La mattina del 9 maggio scorso, l’unità
Cigala Fulgosi della Marina Militare italiana, una delle nuove unità combattenti realizzate con
caratteristiche stealth, mentre conduceva la propria missione nell’ambito di Mare Sicuro, a circa 75 chilometri dalla costa libica, ha incontrato una piccola imbarcazione, con 36 persone sprovviste di salvagenti, che imbarcava acqua e che era in procinto di affondare con imminente pericolo di vita per le persone imbarcate.
In base alle stringenti normative nazionali ed internazionali, nave Cigala Fulgosi è intervenuta salvando i 36 occupanti del natante, di cui 2 donne e 8 bambini, per i quali è attualmente in atto la verifica delle condizioni di salute e delle relative identità, in stretto coordinamento con le competenti autorità nazionali. La Marina Militare
italiana, nell’ambito dei suoi compiti di
tutela e salvaguardia degli interessi nazionali e della sicurezza del Paese, sta attuando l’Operazione Mare Sicuro. Avviata il 12 marzo 2015 per l’evolversi della crisi
libica, l’iniziativa prevede il dispiegamento di un dispositivo aeronavale per garantire attività di presenza, sorveglianza e sicurezza marittima nel Mediterraneo centrale e nello Stretto di Sicilia. Le unità, 6 navali e 5 aeree, operano in un’area di mare di circa 160.000 km quadrati, situata nel Mediterraneo centrale, che si estende al di fuori dalle acque territoriali di stati terzi ed è delimitata a sud dalle acque territoriali libiche.

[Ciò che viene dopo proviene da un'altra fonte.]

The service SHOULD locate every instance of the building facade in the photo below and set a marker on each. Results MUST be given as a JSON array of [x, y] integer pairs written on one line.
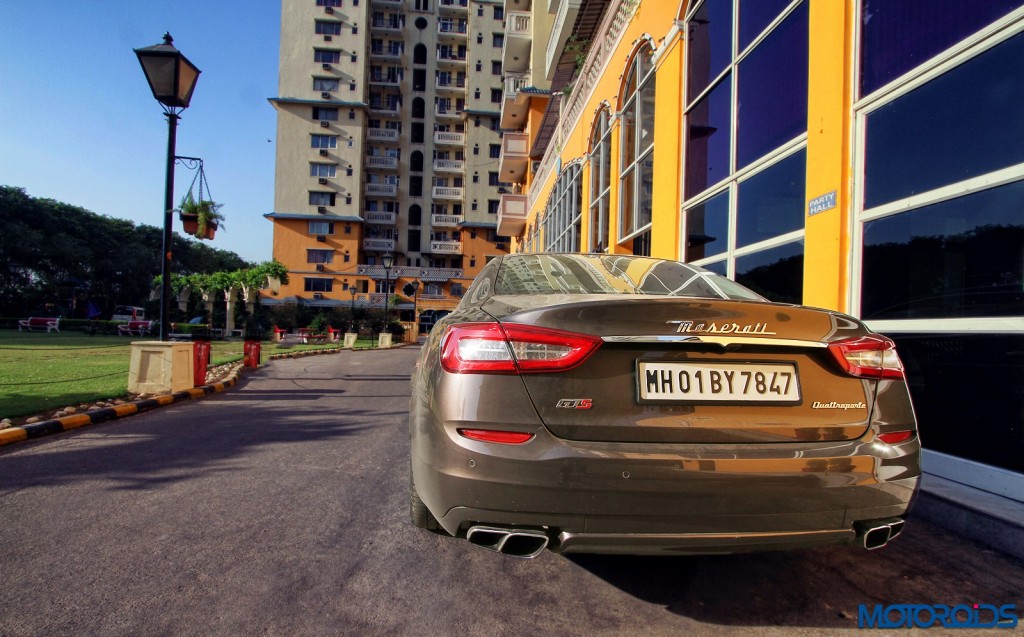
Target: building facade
[[856, 155], [388, 140]]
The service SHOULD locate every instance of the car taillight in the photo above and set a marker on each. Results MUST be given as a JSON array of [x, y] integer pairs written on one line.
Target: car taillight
[[868, 356], [496, 348]]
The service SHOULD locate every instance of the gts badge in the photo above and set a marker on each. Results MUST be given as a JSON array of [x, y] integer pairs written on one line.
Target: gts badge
[[574, 404]]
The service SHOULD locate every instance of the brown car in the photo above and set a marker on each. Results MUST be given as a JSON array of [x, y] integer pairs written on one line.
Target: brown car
[[631, 405]]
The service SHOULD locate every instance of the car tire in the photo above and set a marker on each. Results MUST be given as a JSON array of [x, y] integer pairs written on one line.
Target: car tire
[[420, 514]]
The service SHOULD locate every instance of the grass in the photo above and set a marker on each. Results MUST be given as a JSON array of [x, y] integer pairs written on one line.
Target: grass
[[41, 372]]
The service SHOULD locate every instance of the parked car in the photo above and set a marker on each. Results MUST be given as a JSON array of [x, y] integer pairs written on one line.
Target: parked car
[[631, 405], [128, 312]]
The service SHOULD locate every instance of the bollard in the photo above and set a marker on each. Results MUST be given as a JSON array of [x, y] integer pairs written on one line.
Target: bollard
[[252, 354], [201, 359]]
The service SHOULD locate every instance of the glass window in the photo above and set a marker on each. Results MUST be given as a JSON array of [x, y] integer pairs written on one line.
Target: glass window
[[776, 273], [898, 36], [709, 44], [957, 258], [772, 90], [708, 227], [709, 129], [963, 124], [771, 202]]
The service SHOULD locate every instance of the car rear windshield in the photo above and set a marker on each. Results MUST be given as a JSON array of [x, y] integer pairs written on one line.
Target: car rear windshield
[[582, 273]]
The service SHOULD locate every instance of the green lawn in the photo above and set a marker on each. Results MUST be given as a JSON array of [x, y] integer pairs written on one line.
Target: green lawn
[[40, 372]]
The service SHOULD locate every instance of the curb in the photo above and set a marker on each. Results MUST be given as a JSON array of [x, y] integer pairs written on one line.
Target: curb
[[59, 425]]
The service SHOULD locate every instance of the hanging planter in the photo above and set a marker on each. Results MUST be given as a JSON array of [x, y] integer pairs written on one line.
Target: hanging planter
[[200, 217]]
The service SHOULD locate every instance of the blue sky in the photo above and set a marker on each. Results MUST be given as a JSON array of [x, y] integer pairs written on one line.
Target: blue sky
[[79, 124]]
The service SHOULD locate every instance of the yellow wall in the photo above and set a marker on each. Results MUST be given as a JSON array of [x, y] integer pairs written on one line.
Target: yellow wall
[[826, 256]]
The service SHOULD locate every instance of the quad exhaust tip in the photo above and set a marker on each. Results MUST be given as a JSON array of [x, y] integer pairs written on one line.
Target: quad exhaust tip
[[525, 543], [876, 534]]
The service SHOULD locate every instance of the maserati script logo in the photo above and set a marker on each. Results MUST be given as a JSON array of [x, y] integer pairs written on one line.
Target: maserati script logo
[[688, 327]]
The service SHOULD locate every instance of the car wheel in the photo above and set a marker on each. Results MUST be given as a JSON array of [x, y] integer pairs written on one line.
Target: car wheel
[[421, 515]]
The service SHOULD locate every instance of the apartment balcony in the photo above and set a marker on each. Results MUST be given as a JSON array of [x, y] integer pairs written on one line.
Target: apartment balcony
[[453, 30], [451, 7], [445, 220], [382, 189], [445, 247], [444, 137], [450, 166], [515, 157], [451, 58], [382, 134], [518, 42], [392, 26], [384, 79], [379, 218], [382, 163], [514, 104], [446, 192], [385, 54], [452, 86], [379, 245], [565, 16], [384, 109], [512, 215], [449, 113]]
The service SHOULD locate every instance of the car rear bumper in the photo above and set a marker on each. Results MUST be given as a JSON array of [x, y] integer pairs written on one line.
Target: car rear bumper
[[630, 498]]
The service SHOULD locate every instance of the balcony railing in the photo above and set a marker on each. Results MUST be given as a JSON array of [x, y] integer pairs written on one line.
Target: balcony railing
[[382, 189], [379, 218], [450, 138], [445, 220], [450, 165], [387, 163], [378, 245], [446, 192], [445, 247]]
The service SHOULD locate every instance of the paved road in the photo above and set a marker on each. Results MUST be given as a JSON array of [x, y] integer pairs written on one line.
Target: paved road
[[280, 508]]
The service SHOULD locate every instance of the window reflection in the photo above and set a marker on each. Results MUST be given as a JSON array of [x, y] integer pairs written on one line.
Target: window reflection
[[776, 273], [963, 257]]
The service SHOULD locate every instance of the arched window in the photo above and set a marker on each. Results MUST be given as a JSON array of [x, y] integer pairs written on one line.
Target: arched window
[[637, 152], [600, 181]]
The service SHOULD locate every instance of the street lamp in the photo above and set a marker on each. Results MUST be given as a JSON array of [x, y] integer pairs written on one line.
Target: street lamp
[[172, 80]]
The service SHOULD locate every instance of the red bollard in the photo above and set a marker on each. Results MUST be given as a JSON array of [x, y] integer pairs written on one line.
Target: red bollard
[[201, 359], [252, 354]]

Dal 1 gennaio 2018, i compiti della missione sono stati ampliati a ricomprendere le attività di supporto e di sostegno alla Guardia Costiera e alla Marina Militare libiche per il contrasto dell’immigrazione illegale e del traffico di esseri umani. Nave Cigala Fulgosi è posta a protezione distante della nave ausiliaria Capri, che opera prevalentemente ormeggiata in porto a Tripoli per fornire assistenza tecnico-logistica ai mezzi della Marina militare e della Guardia Costiera libica nonché a salvaguardia del personale italiano presente a Tripoli e delle piattaforme estrattive dell’ENI presenti al largo delle coste libiche.